The Wall Street Journal reports that photocopy giant Xerox might make a cash-and-stock offer for PC maker HP. Reportedly, the offer would be at a premium to HP’s market value, which is currently over $27 billion.
Although Xerox has not extended a formal buyout offer to HP, the rumor of a smaller company taking over a bigger one has created a stir in the hardware industry. If the deal goes through, it will combine two renowned companies in the office hardware industry.
Xerox stock closed trading up 4.90% yesterday at $36.37, while HP closed 2.22% higher at $18.40. At Tuesday’s closing price, Xerox’s market cap was $8.1 billion, one-third of HP’s market cap. This year, Xerox has gained 88.3%, whereas HP stock has fallen 7.82%.
Is Xerox’s deal feasible?
Xerox’s rumored takeover would offer a premium to HP shareholders. At the end of the third quarter, Xerox had cash and cash equivalents of $979 million (including restricted cash of $57 million), and total debt of $4.8 million. The company plans to arrange funds from bank and asset sales.

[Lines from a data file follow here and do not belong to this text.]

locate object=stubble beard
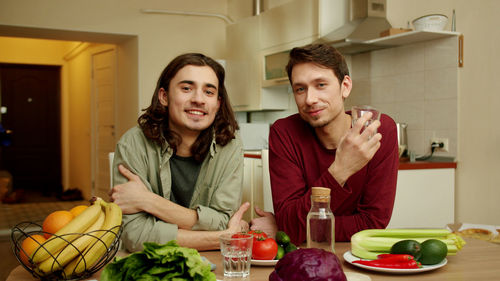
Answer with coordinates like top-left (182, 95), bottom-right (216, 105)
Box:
top-left (305, 114), bottom-right (333, 128)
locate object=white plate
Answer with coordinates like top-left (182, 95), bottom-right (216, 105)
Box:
top-left (343, 251), bottom-right (447, 274)
top-left (251, 258), bottom-right (278, 266)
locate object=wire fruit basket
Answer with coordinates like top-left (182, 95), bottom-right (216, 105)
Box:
top-left (11, 221), bottom-right (122, 281)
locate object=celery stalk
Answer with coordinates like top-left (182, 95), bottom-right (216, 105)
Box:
top-left (350, 229), bottom-right (466, 260)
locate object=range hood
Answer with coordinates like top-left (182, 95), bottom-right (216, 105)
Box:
top-left (315, 0), bottom-right (392, 54)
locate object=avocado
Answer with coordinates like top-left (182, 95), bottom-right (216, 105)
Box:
top-left (390, 239), bottom-right (422, 260)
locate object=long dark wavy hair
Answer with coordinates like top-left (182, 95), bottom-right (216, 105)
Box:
top-left (138, 53), bottom-right (239, 162)
top-left (286, 44), bottom-right (350, 85)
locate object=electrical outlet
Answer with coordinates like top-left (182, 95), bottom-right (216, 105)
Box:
top-left (431, 138), bottom-right (449, 152)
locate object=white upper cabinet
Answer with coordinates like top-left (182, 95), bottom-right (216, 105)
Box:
top-left (226, 0), bottom-right (323, 111)
top-left (225, 15), bottom-right (262, 111)
top-left (260, 0), bottom-right (319, 51)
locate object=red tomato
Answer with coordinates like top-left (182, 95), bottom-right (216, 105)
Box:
top-left (231, 233), bottom-right (252, 250)
top-left (248, 230), bottom-right (268, 241)
top-left (252, 237), bottom-right (278, 260)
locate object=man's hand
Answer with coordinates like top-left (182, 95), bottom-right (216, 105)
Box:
top-left (109, 164), bottom-right (151, 214)
top-left (329, 112), bottom-right (382, 186)
top-left (249, 206), bottom-right (278, 239)
top-left (227, 202), bottom-right (250, 233)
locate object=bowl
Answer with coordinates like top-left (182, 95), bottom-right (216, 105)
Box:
top-left (412, 14), bottom-right (448, 31)
top-left (11, 221), bottom-right (122, 281)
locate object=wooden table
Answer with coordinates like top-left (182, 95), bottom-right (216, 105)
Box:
top-left (7, 238), bottom-right (500, 280)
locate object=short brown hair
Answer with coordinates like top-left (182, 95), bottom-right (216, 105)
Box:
top-left (138, 53), bottom-right (238, 162)
top-left (286, 44), bottom-right (349, 85)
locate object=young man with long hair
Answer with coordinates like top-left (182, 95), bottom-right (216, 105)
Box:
top-left (110, 53), bottom-right (248, 251)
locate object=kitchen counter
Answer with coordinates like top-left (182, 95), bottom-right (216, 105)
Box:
top-left (245, 153), bottom-right (457, 170)
top-left (398, 159), bottom-right (457, 170)
top-left (7, 238), bottom-right (499, 280)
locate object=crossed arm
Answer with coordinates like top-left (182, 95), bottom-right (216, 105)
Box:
top-left (110, 164), bottom-right (249, 251)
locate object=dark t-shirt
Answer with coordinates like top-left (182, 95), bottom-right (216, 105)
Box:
top-left (169, 154), bottom-right (202, 207)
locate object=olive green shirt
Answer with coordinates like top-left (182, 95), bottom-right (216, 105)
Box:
top-left (113, 126), bottom-right (244, 252)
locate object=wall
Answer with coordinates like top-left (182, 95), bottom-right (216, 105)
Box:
top-left (0, 0), bottom-right (228, 112)
top-left (65, 44), bottom-right (93, 199)
top-left (0, 0), bottom-right (228, 198)
top-left (66, 43), bottom-right (118, 199)
top-left (386, 0), bottom-right (500, 235)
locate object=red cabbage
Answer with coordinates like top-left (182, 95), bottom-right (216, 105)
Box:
top-left (269, 248), bottom-right (347, 281)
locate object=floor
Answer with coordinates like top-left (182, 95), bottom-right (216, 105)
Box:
top-left (0, 191), bottom-right (87, 281)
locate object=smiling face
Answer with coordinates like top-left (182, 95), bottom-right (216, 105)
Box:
top-left (291, 62), bottom-right (352, 128)
top-left (159, 65), bottom-right (221, 137)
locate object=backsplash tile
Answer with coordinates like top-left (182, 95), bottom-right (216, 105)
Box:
top-left (393, 43), bottom-right (425, 74)
top-left (371, 76), bottom-right (397, 103)
top-left (425, 38), bottom-right (459, 70)
top-left (393, 72), bottom-right (425, 102)
top-left (394, 100), bottom-right (426, 131)
top-left (424, 98), bottom-right (457, 130)
top-left (424, 67), bottom-right (458, 100)
top-left (349, 37), bottom-right (458, 157)
top-left (246, 37), bottom-right (458, 158)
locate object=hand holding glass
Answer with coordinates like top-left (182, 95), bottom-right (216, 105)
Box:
top-left (219, 233), bottom-right (253, 278)
top-left (351, 105), bottom-right (381, 133)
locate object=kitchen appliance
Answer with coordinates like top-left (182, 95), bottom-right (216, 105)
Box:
top-left (396, 123), bottom-right (408, 158)
top-left (315, 0), bottom-right (392, 54)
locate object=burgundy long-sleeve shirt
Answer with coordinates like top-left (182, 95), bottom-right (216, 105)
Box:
top-left (269, 113), bottom-right (399, 245)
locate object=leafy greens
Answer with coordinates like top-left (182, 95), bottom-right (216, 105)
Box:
top-left (101, 240), bottom-right (216, 281)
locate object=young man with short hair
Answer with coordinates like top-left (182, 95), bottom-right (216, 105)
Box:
top-left (251, 44), bottom-right (399, 245)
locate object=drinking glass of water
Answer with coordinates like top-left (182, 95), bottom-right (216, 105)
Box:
top-left (351, 105), bottom-right (381, 133)
top-left (219, 233), bottom-right (253, 278)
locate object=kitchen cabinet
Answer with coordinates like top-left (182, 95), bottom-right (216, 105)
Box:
top-left (259, 0), bottom-right (319, 50)
top-left (241, 156), bottom-right (264, 222)
top-left (225, 0), bottom-right (321, 111)
top-left (387, 168), bottom-right (455, 228)
top-left (225, 16), bottom-right (289, 111)
top-left (225, 16), bottom-right (261, 111)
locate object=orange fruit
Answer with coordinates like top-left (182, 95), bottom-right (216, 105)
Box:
top-left (42, 210), bottom-right (74, 239)
top-left (69, 205), bottom-right (88, 217)
top-left (20, 234), bottom-right (46, 267)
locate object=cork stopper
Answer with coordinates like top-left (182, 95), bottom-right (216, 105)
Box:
top-left (311, 187), bottom-right (330, 203)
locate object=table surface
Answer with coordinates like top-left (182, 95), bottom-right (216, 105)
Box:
top-left (7, 238), bottom-right (500, 281)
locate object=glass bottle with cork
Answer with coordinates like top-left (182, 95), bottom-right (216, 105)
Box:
top-left (306, 186), bottom-right (335, 252)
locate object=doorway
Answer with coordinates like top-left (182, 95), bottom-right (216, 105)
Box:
top-left (0, 63), bottom-right (62, 195)
top-left (91, 48), bottom-right (116, 199)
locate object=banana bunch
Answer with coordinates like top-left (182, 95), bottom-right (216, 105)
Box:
top-left (30, 198), bottom-right (122, 278)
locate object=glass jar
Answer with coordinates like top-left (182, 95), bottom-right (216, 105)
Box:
top-left (306, 187), bottom-right (335, 252)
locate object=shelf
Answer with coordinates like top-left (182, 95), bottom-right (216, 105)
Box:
top-left (331, 30), bottom-right (461, 55)
top-left (262, 77), bottom-right (289, 88)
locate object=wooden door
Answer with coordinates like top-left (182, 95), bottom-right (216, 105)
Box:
top-left (0, 64), bottom-right (61, 194)
top-left (91, 49), bottom-right (116, 199)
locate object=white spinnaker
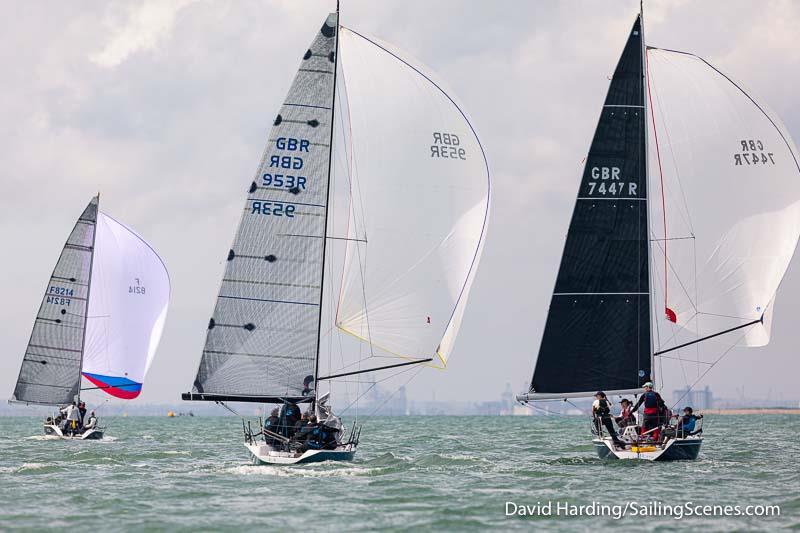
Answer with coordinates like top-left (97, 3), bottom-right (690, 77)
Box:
top-left (83, 213), bottom-right (170, 395)
top-left (647, 48), bottom-right (800, 347)
top-left (334, 27), bottom-right (490, 367)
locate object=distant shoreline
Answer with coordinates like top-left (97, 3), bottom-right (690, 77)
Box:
top-left (702, 408), bottom-right (800, 415)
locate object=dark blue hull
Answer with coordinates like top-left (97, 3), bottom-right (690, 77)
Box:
top-left (594, 438), bottom-right (702, 461)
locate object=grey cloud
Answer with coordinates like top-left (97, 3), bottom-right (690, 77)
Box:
top-left (2, 0), bottom-right (799, 406)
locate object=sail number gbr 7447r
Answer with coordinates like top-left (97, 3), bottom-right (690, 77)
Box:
top-left (585, 166), bottom-right (638, 197)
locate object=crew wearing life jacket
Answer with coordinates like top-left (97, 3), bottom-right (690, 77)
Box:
top-left (632, 382), bottom-right (666, 440)
top-left (593, 392), bottom-right (625, 447)
top-left (615, 398), bottom-right (636, 428)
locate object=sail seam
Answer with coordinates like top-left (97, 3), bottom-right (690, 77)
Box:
top-left (576, 197), bottom-right (645, 201)
top-left (553, 292), bottom-right (648, 296)
top-left (217, 295), bottom-right (318, 306)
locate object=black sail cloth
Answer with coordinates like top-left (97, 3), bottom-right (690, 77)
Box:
top-left (528, 16), bottom-right (651, 397)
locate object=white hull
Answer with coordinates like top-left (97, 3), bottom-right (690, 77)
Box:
top-left (44, 424), bottom-right (104, 440)
top-left (245, 442), bottom-right (356, 465)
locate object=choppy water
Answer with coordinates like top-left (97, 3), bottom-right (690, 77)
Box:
top-left (0, 414), bottom-right (798, 531)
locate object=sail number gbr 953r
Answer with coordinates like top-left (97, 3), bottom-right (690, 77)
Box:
top-left (431, 132), bottom-right (466, 160)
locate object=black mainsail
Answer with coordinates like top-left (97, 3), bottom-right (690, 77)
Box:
top-left (12, 197), bottom-right (98, 406)
top-left (521, 16), bottom-right (651, 399)
top-left (183, 14), bottom-right (339, 404)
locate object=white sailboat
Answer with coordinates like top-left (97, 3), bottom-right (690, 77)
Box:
top-left (517, 8), bottom-right (800, 461)
top-left (182, 4), bottom-right (490, 465)
top-left (10, 196), bottom-right (171, 440)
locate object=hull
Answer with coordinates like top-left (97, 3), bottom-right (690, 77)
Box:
top-left (245, 442), bottom-right (356, 465)
top-left (593, 436), bottom-right (702, 461)
top-left (44, 424), bottom-right (104, 440)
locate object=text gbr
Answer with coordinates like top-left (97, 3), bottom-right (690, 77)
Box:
top-left (430, 132), bottom-right (467, 160)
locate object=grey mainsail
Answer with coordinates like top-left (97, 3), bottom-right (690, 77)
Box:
top-left (185, 14), bottom-right (338, 403)
top-left (12, 197), bottom-right (98, 406)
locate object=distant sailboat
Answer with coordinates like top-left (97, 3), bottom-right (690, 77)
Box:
top-left (517, 10), bottom-right (800, 461)
top-left (10, 196), bottom-right (171, 439)
top-left (182, 5), bottom-right (490, 465)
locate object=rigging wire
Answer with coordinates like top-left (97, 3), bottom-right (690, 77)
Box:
top-left (216, 401), bottom-right (244, 418)
top-left (646, 48), bottom-right (670, 321)
top-left (669, 327), bottom-right (753, 411)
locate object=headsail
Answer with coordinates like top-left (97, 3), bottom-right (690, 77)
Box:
top-left (647, 48), bottom-right (800, 350)
top-left (186, 14), bottom-right (338, 402)
top-left (81, 213), bottom-right (170, 399)
top-left (334, 28), bottom-right (490, 367)
top-left (523, 16), bottom-right (651, 399)
top-left (12, 197), bottom-right (98, 405)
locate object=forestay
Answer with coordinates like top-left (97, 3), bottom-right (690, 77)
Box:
top-left (12, 198), bottom-right (98, 405)
top-left (188, 14), bottom-right (338, 401)
top-left (647, 48), bottom-right (800, 348)
top-left (81, 213), bottom-right (170, 399)
top-left (334, 27), bottom-right (490, 367)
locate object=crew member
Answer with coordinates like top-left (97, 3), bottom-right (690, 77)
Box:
top-left (615, 398), bottom-right (636, 429)
top-left (677, 407), bottom-right (702, 437)
top-left (592, 392), bottom-right (625, 448)
top-left (84, 411), bottom-right (97, 430)
top-left (264, 408), bottom-right (281, 446)
top-left (631, 382), bottom-right (666, 440)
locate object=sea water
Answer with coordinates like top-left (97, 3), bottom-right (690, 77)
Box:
top-left (0, 415), bottom-right (797, 530)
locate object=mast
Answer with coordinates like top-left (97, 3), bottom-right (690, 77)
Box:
top-left (313, 2), bottom-right (340, 399)
top-left (76, 193), bottom-right (99, 405)
top-left (640, 0), bottom-right (656, 389)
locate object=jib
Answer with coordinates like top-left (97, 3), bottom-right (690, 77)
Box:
top-left (269, 155), bottom-right (303, 170)
top-left (590, 167), bottom-right (621, 180)
top-left (276, 137), bottom-right (310, 152)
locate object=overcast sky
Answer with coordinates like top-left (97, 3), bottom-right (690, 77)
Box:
top-left (3, 0), bottom-right (800, 407)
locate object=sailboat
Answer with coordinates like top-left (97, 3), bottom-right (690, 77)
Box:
top-left (181, 5), bottom-right (490, 465)
top-left (10, 196), bottom-right (171, 440)
top-left (516, 9), bottom-right (800, 461)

According to CNBC, Xerox has already spoken to a major bank to finance its ambitious HP acquisition. Furthermore, Xerox has agreed to sell its stake in Fuji Xerox, a joint venture between Xerox and Japan’s Fujifilm Holdings, for around $2.3 billion, reports The Wall Street Journal. Fujifilm is to get full control of Fuji Xerox after acquiring 25% from Xerox this month.
Xerox-HP deal to generate cost savings
Both Xerox and HP have been trying to cut costs and improve profitability. In the third quarter, Xerox’s operating cash flow grew 30% YoY (year-over-year) to $356 million, and its free cash flow grew 35% YoY to $339 million. The company’s initiative, Project Own, is on track to achieve $640 million in gross savings this year. Xerox has plans to realize at least $450 million in gross savings by 2020.
HP, on the other hand, plans to eliminate 7,000–9,000 employees by fiscal 2022 (ending October) to save costs. Over the next two years, HP plans to save around $1 billion to invest in software and services to boost revenue.
The Xerox-HP merger looks like another excellent opportunity to cut costs. Bloomberg, citing The Wall Street Journal, reports the deal could save $2 billion annually.
Xerox’s and HP’s stock performance
Xerox’s revenue has fallen since 2012. Its revenue fell 6.5% YoY to $2.2 billion in the third quarter, and the company expects it to fall 6% YoY to $9.24 billion this year. As the printer and copier maker is struggling in the digitalization era, it is now increasing its focus on digital packaging and printing, 3D printing, and IoT (Internet-of-Things) sensors and services.
HP is also facing challenges. During fiscal 2019’s third quarter, its printing revenue fell 5% YoY on a constant-currency basis due to weak printing supply demand. The company expects the printing segment to stay soft in the near term. In the smartphone era, HP is also facing weak demand for PCs. As a result, it is making efforts to sell innovative and premium computers to drive revenue. Adding to the woes, HP CEO Dion Weisler has left the company.
Xerox’s rumored acquisition offer looks like a ray of hope for HP shareholders. We’ll have to wait and see how it unfolds.